CLF: While watching the early Rolling Stones performances in Charlie is My Darling I felt that back then they were using a language that many found dangerous and hyper-kinetic. What attracted you most to that band?

PW: You got the point, the media back then was focusing on the style of the band while for me it was a matter of form or language, as you said. They were adopting the musical culture of the Afro-Americans, an oppressed minority, therefore that music was carrying a strong political message in itself. Jagger himself said, ‘music is one of the things that can change society, don’t let white kids listen to black music if you want them to remain how they are’.

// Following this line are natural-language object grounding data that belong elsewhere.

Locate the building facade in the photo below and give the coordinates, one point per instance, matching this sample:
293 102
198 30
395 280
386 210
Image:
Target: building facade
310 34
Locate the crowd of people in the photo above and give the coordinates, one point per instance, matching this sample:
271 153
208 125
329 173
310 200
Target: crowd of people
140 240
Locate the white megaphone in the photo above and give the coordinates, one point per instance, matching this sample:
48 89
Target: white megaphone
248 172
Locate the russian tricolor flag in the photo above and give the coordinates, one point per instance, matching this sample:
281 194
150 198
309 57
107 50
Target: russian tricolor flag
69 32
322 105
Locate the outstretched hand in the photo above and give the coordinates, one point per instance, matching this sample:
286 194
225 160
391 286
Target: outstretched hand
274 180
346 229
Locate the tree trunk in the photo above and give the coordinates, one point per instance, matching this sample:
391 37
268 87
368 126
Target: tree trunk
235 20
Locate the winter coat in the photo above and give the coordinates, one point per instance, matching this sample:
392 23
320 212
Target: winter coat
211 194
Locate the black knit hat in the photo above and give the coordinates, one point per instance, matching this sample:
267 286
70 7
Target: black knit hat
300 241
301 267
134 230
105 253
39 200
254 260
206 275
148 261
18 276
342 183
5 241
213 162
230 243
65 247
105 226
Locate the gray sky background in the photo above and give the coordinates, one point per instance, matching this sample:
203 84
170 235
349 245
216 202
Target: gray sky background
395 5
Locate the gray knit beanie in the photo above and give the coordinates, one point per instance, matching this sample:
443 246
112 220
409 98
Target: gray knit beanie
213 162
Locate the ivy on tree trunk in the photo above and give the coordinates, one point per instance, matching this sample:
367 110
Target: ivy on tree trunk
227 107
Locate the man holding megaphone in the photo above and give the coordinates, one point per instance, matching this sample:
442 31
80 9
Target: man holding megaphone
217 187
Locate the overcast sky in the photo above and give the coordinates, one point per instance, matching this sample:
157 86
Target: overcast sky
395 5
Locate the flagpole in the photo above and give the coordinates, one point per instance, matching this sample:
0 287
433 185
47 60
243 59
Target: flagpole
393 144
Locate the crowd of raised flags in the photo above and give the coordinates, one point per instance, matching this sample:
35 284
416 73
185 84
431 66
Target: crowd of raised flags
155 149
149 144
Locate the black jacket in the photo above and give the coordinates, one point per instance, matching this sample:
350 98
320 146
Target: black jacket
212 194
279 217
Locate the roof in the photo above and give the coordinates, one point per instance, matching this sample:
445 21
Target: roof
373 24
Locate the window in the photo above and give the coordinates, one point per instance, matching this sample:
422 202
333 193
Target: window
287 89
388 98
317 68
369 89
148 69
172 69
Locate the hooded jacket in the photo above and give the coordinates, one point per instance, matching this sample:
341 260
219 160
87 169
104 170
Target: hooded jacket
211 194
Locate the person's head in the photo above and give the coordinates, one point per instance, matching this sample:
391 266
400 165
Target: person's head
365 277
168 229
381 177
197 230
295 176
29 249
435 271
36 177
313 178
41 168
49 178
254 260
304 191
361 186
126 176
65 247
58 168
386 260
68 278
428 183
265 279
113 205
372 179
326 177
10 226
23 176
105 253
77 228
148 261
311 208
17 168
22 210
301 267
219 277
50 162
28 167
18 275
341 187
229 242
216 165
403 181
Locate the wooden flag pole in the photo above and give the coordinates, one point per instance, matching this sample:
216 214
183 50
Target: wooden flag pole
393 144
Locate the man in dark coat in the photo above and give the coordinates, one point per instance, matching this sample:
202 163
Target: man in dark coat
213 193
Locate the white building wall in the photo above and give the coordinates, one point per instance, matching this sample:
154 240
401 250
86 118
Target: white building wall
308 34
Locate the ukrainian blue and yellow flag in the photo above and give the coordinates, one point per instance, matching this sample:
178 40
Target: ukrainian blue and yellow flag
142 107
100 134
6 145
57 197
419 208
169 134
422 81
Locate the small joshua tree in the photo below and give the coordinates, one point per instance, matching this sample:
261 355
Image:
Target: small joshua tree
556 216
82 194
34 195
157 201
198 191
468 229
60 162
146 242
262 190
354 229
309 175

CLF: I’ve just watched your first film The Perception of Life, and in spite of being poles apart from the rest of your production I thought that it somehow represented your cinema quite well. What do you think of that film?

PW: I have to admit that back then I didn’t like the film but, later on I got interested by the fact that it was all shot through a microscope, in other words I was not using the camera, I was using a microscope, and many sequences are shot through the oldest machines used by scientists. We were looking for what these scientists were seeing through those lenses. Perception shows how theories are determined by what is visible. You’re right, in a sense all my films are linked to the idea of using the camera as a microscope. I think that in all my films I enter a situation and I try to analyse it from the inside.